Case 1: The Parkinson's paper
The study in question, published in Cell in 2016, claimed that clearing out the microbiome of mice genetically predisposed to Parkinson's symptoms made all their symptoms disappear. The senior author Sarkis Mazmanian summarized the findings on the Rich Roll YouTube channel, stating that mice with a normal gut microbiome developed symptoms while those without a microbiome remained healthy.

However, the dataset contains two sets of 5 identical sequential numbers in the "Adhesive removal times" column, shared between different groups of mice. There's also a pair of sequences of 3 identical numbers within the "Pole-descent time" data for germ-free wild-type mice.
"The duplicated rows make up 50% of the SPF samples and 42% of the ExGF samples," the analysis notes. "While the motor function values are not the only data the authors rely on for their conclusions, they're necessary for showing that the gut bacteria actually caused Parkinson's-like symptoms."
The issue was reported in January, but the authors have not responded.
Case 2: The ostrich-snake mixup
A 2022 study in PLOS Genetics investigated how different animals evolved resistance to cardiotonic steroids - toxins that prey species produce to protect themselves against predators like birds and snakes.

The dataset contains precise duplicates between ostrich/sandgrouse data and snake data, plus near-duplicates that differ by one or two digits but always end with the same digit. For example, 0.538 becomes 0.518, with six such pairs out of eight total non-duplicate pairs.
The lead author Shabnam Mohammadi initially suggested these could be measurement variations from multiple reads of the same plate. However, the pattern where values end with the same digit is statistically unlikely to occur by chance.
"The alternative explanation is that the authors either accidentally or deliberately copy-pasted the ostrich/sandgrouse data on top of the snake data," the analysis suggests. "Then they might have manually tampered with the data to make it better suit their hypothesis or make it look less suspicious."
Case 3: Scrambled fish sizes
A 2017 Nature Communications study on fish personalities used genetically identical fish to examine behavioral differences. The dataset shows three different individual fish all having the exact same sequential size measurements.

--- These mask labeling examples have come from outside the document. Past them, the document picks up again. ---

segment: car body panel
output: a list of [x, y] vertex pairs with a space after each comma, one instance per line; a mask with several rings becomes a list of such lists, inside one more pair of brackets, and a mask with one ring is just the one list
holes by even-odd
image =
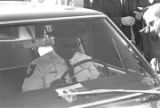
[[[51, 25], [51, 27], [56, 27], [56, 24], [58, 25], [59, 23], [63, 26], [70, 25], [67, 26], [70, 31], [72, 31], [72, 29], [78, 28], [78, 30], [80, 30], [78, 31], [78, 33], [86, 32], [87, 34], [82, 34], [84, 36], [89, 35], [88, 37], [92, 36], [90, 39], [95, 39], [95, 45], [99, 45], [94, 47], [85, 47], [84, 52], [92, 57], [104, 61], [106, 60], [106, 66], [108, 66], [108, 71], [111, 72], [111, 76], [79, 82], [78, 84], [82, 85], [83, 90], [157, 90], [159, 77], [154, 73], [149, 63], [147, 63], [145, 58], [136, 49], [136, 47], [103, 13], [76, 7], [58, 6], [57, 8], [53, 5], [48, 6], [42, 4], [30, 4], [27, 2], [0, 2], [0, 5], [2, 5], [0, 9], [6, 9], [5, 12], [0, 13], [1, 29], [5, 27], [18, 28], [19, 34], [18, 37], [0, 39], [0, 45], [4, 50], [4, 52], [0, 52], [0, 57], [2, 57], [1, 60], [4, 60], [6, 62], [1, 62], [2, 64], [0, 64], [0, 92], [2, 92], [2, 98], [0, 97], [0, 107], [103, 108], [110, 106], [114, 107], [114, 105], [119, 106], [120, 104], [122, 104], [122, 106], [128, 104], [134, 106], [137, 104], [152, 102], [150, 101], [150, 99], [147, 102], [143, 101], [143, 99], [148, 99], [150, 97], [153, 97], [155, 99], [154, 94], [128, 92], [111, 92], [82, 95], [76, 96], [76, 99], [73, 101], [68, 101], [64, 97], [58, 96], [58, 93], [56, 91], [57, 89], [61, 87], [70, 87], [72, 86], [72, 84], [65, 86], [60, 85], [58, 87], [51, 85], [50, 88], [24, 93], [21, 92], [21, 88], [16, 87], [16, 90], [18, 90], [19, 92], [11, 94], [8, 93], [7, 90], [11, 89], [10, 86], [12, 85], [13, 87], [13, 85], [18, 81], [21, 82], [18, 83], [19, 87], [22, 86], [26, 74], [26, 68], [31, 63], [31, 61], [39, 57], [33, 54], [33, 48], [53, 44], [53, 38], [36, 37], [36, 35], [32, 33], [32, 30], [35, 30], [32, 29], [33, 27], [36, 28], [37, 25], [39, 26], [43, 24], [45, 27], [48, 25]], [[27, 30], [27, 28], [29, 28], [30, 30]], [[62, 31], [65, 32], [67, 30], [62, 29]], [[13, 35], [14, 34], [11, 33], [10, 37], [12, 37]], [[87, 40], [87, 42], [88, 41], [89, 40]], [[94, 52], [92, 52], [92, 49], [94, 50]], [[106, 57], [104, 58], [102, 56]], [[22, 70], [23, 72], [21, 72]], [[115, 72], [116, 75], [112, 75], [112, 72]], [[19, 78], [16, 79], [16, 77], [21, 78], [19, 80]], [[6, 88], [2, 89], [1, 86]]]

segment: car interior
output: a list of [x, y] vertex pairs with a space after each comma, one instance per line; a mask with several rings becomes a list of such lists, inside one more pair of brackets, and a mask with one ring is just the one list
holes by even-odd
[[[137, 64], [137, 61], [134, 61], [133, 55], [135, 54], [130, 55], [132, 51], [126, 50], [128, 49], [127, 43], [123, 42], [122, 45], [119, 42], [122, 40], [118, 40], [114, 36], [116, 32], [113, 32], [109, 26], [107, 30], [104, 29], [106, 27], [101, 23], [104, 22], [62, 22], [60, 24], [68, 28], [75, 27], [81, 41], [77, 51], [109, 64], [111, 72], [125, 74], [126, 66], [128, 67], [127, 71], [136, 72], [135, 69], [137, 69], [138, 72], [140, 66], [135, 65]], [[59, 22], [54, 22], [53, 24], [30, 24], [5, 28], [8, 31], [3, 34], [9, 36], [5, 38], [3, 35], [3, 38], [0, 38], [0, 94], [22, 92], [22, 84], [28, 65], [36, 58], [52, 51], [54, 37], [47, 35], [47, 33], [55, 31], [58, 24]], [[128, 58], [132, 58], [133, 62], [129, 64]]]

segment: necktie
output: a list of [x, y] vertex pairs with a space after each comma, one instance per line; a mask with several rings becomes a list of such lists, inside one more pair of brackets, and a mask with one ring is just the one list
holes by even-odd
[[[72, 67], [71, 63], [70, 63], [68, 60], [66, 60], [66, 63], [67, 63], [68, 68]], [[72, 82], [73, 82], [73, 83], [76, 83], [77, 80], [76, 80], [76, 78], [73, 77], [73, 76], [74, 76], [74, 69], [72, 69], [72, 70], [69, 72], [69, 77], [72, 78]]]

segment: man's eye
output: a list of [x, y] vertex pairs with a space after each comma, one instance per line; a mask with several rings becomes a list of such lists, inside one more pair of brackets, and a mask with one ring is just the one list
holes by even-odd
[[149, 22], [149, 26], [154, 26], [154, 21]]

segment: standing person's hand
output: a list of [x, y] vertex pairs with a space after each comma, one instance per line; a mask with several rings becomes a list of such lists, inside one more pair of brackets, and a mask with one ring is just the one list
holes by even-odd
[[133, 26], [135, 23], [135, 18], [132, 16], [126, 16], [121, 18], [122, 25]]

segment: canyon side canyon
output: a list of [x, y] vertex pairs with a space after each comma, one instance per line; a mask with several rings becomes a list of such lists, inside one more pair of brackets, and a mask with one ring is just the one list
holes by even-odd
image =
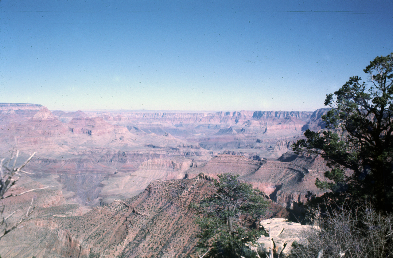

Further investigation revealed that every unique fish length value reoccurs exactly four times - matching the number of observations done per individual fish. The authors admitted they accidentally misaligned ID values when joining separate data files, causing all body size values to be shifted and assigned to wrong rows.
The scale of the problem
The software detected 18 serious cases in the first 600 datasets scanned, with 15 posted to PubPeer. Based on this limited sample, around 3% of papers contain these types of errors. However, the true error rate is likely much higher.
"There are myriad other ways of accidentally screwing up your data that this software could never detect," the researcher notes. "And if you want to commit fraud, there are plenty of less lazy ways to do it than to copy-paste values from a different part of the same Excel sheet."

The lack of detection raises questions about scientific oversight. "It might come as a surprise to some that nobody else has cared to check for these errors," the analysis states. "Isn't there some peer review thing that is supposed to prevent stuff like this from making it into the scientific record?"
The conclusion is stark: "There just isn't anybody whose job it is to actively look for it. Journals, universities and funding organizations won't hire anyone to do it because they generally care a lot more about rankings and metrics."
What's next
The project has received a $50,000 grant from Astral Codex Ten, allowing full-time work on scanning through the remaining ~24,000 datasets with Excel files available on Dryad. At the current 3% error rate, that could reveal around 700 more cases.
"It will be interesting to see what other treasures we can dig up there!" the researcher concludes. The findings highlight a critical gap in scientific quality control and raise serious questions about the reliability of published research when basic data errors can go undetected for years.